The exponent is tunable — `2` is the default (quadratic ease-out). Higher values (e.g., `3`) produce even more front-loading.

### Usage

- **Editor single-node runs:** Modified flow in `poll-job.ts`:
  1. Before polling loop starts (in the caller, e.g., `execute-node.ts`), call `getExecutionEstimate()` for the node's model/config and record `startTime = Date.now()`
  2. Pass `{ estimatedMs, startTime }` into `pollJobWithNodeUpdate()`
  3. On each poll tick, compute `calculateProgress(Date.now() - startTime, estimatedMs)` and set `currentJobProgress` to the result
  4. Keep `job.progress` as fallback — if the API returns a non-zero `job.progress`, use `Math.max(calculated, job.progress)` so real progress can overtake the estimate
  5. On completion, set `currentJobProgress` to 100
- **Presentation/app views:** Combined with multi-node logic (see section 3).
- Estimate is fetched once when a node starts executing and cached for the duration of that run.

## 3. Multi-Node Combined Progress in Presentation/App View

### Problem

In presentation/app view, visible output nodes often depend on hidden upstream nodes.
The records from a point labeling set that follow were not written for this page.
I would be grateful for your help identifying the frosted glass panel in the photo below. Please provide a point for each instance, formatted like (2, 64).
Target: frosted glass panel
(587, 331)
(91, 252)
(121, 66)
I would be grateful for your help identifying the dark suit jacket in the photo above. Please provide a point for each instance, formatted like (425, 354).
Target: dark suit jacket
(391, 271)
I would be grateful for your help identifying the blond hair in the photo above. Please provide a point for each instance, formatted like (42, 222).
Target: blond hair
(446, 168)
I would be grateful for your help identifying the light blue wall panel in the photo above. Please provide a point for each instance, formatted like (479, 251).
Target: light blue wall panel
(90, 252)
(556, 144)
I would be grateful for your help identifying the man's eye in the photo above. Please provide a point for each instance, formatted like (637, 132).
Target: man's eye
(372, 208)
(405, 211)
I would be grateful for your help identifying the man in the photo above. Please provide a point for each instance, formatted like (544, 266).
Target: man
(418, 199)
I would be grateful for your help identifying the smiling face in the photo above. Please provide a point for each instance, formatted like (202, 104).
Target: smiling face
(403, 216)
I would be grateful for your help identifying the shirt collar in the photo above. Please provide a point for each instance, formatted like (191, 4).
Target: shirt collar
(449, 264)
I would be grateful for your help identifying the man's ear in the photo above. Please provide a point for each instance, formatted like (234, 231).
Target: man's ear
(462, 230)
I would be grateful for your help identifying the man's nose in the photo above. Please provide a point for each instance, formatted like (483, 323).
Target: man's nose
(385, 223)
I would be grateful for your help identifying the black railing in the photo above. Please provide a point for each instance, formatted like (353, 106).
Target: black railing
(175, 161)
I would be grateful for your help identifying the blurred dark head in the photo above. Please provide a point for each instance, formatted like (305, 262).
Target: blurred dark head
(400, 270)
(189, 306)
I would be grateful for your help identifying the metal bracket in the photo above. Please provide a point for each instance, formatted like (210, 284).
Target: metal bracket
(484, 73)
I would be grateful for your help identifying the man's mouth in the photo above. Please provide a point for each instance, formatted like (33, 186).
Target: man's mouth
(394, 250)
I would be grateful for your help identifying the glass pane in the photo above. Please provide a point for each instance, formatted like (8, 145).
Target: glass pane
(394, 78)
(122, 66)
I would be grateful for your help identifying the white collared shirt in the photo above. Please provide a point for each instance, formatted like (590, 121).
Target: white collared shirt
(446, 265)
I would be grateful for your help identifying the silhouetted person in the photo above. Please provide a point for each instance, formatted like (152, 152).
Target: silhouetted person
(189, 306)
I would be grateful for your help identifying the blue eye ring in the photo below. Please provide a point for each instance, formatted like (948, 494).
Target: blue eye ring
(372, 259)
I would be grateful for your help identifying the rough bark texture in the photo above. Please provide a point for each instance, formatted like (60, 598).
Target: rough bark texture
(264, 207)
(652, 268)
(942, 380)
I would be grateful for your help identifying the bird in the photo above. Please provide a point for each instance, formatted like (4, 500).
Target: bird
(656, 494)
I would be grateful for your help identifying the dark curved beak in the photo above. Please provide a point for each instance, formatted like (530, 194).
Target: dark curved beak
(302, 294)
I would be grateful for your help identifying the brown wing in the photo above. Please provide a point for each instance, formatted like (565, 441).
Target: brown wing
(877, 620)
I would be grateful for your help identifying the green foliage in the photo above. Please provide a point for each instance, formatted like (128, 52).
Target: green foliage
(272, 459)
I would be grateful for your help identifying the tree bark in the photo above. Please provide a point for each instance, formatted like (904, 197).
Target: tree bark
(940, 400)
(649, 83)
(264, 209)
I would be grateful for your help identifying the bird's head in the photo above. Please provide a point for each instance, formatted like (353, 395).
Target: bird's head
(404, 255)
The user sees no activity until their visible node actually starts executing, which could be minutes into the workflow.

### Solution

Compute a weighted progress bar per visible output node that spans all its upstream dependencies.

### Flow Segment Computation

When execution starts, for each visible output node:

1. Walk backward through edges to collect all ancestor nodes up to (and including) the visible node
2. Order nodes topologically (execution order)
3. Fetch time estimates for all nodes in one batch call
4. Assign each node a proportional slice of 0–99% based on `nodeEstimate / totalEstimate`

**Example:**

```
node1(90s) → node2(180s) → node3(90s)
Only node3 is visible in app view.

Total estimated = 360s
node1 slice: 0% – 25%     (90/360 = 25%)
node2 slice: 25% – 75%    (180/360 = 50%)
node3 slice: 75% – 99%    (90/360 = 24%, stretches to 99%)
```

### Progress During Execution

Using the existing polling on `workflow_executions` (2s interval in app runner):

For each node in the segment:
- **Completed:** contribute its full slice width
- **Running:** apply `calculateProgress(elapsed, nodeEstimate)` and map the result to the node's slice range
- **Pending:** contribute 0

**Example calculation:**

node1 completed, node2 is 60% through its 180s estimate:
- node1: full 25 points
- node2: `calculateProgress(108000, 180000)` ≈ 91% of its 50-point range → 45.5 points
- Total: 25 + 45.5 = **70.5%** shown on node3's progress bar

### Edge Cases

- **Branching/merging paths:** If a visible node has multiple upstream paths, take all unique ancestors. For parallel branches, the slowest branch determines when the next sequential node starts — use `max(branch estimates)` for the parallel section.
- **Already-running execution:** If user opens presentation view mid-execution, compute segments and backfill progress from current `node_states` (which have `startedAt`/`completedAt` timestamps).
- **Visible node with no upstream:** Just shows its own progress bar (no combining needed).
- **Multiple visible output nodes sharing upstream:** Each gets its own independent combined bar. The shared upstream nodes contribute to both.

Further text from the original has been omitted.